赤ちゃんとの長距離ドライブで押さえるポイントを整理します。

  • 休憩は2時間ごとが基本。首すわり前は1時間〜1時間半ごとに短くする
  • 到着時間より休憩回数を先に決める。片道4時間なら5時間半で見積もる
  • SAは設備で選ぶ。
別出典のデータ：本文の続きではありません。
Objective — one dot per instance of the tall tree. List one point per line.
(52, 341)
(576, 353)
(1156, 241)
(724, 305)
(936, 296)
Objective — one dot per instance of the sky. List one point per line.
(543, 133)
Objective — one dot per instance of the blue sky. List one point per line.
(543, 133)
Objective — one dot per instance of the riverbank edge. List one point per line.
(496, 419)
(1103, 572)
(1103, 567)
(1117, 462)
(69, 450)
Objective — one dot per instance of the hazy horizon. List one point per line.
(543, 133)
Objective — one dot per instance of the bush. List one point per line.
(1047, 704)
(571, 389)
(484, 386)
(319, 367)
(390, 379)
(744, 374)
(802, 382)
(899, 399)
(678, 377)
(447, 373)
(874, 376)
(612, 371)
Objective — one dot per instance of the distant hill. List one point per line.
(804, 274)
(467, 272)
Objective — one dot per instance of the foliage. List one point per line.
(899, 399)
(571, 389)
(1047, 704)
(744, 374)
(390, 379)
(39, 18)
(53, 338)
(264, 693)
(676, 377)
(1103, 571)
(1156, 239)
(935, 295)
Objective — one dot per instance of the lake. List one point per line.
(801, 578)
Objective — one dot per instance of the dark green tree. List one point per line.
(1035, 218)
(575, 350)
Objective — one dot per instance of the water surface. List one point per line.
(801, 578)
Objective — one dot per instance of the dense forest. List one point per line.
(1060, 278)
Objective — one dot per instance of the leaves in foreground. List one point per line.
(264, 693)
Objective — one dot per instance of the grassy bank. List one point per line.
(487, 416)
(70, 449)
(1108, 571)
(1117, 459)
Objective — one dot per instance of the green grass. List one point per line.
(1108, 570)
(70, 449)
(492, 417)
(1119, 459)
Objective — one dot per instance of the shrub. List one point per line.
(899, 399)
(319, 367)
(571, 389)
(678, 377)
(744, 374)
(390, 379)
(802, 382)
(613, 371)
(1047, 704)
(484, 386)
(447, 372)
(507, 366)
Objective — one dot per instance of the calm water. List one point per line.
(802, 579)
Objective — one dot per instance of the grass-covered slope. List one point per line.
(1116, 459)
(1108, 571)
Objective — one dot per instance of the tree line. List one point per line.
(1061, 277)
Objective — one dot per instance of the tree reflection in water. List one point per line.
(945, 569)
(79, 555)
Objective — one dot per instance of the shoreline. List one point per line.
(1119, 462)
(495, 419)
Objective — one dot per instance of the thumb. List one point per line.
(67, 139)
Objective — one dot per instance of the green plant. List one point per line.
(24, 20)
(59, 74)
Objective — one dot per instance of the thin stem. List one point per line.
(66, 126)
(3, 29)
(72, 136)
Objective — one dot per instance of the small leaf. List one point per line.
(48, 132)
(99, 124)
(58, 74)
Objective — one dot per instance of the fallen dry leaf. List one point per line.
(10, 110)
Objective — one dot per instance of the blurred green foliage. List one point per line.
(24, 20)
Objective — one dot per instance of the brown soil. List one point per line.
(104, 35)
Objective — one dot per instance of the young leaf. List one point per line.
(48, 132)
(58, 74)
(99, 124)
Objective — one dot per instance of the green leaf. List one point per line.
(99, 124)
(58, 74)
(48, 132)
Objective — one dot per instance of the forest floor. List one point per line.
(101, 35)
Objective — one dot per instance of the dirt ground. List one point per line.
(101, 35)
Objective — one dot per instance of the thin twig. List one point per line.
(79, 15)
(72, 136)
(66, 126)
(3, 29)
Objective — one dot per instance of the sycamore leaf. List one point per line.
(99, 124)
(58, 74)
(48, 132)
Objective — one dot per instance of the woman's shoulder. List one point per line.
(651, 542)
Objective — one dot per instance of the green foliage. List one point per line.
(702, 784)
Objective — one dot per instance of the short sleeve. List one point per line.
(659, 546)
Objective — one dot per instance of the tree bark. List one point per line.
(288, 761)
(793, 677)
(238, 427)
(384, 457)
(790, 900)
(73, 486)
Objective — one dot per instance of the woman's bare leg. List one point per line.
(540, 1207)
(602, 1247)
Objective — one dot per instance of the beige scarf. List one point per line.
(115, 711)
おむつ替え台、授乳室、給湯器、屋内休憩スペース、駐車場からの距離
  • PAには設備がないことも。赤ちゃん連れは大きめのSAを狙う
  • 残暑の時期は早朝発が体力的にいちばん楽
  • 後部座席の暑さ対策にサンシェードは効果が大きい。まず試すなら1,480円のマグネットカーテン(★4.59・1274件)
  • 車もベビーカーも兼用したいならマニトの兼用サンシェードが便利

はじめての長距離ドライブは、想像しているより時間がかかります。でも「時間がかかって当たり前」と最初から決めておけば、それだけで気持ちがずいぶん楽になります。

途中で何度も止まって、そのたびに抱っこして、汗を拭いて、また走り出す。その繰り返しが、あとから振り返ると案外いい思い出になっていたりします。どうか無理のないペースで、気をつけていってらっしゃい。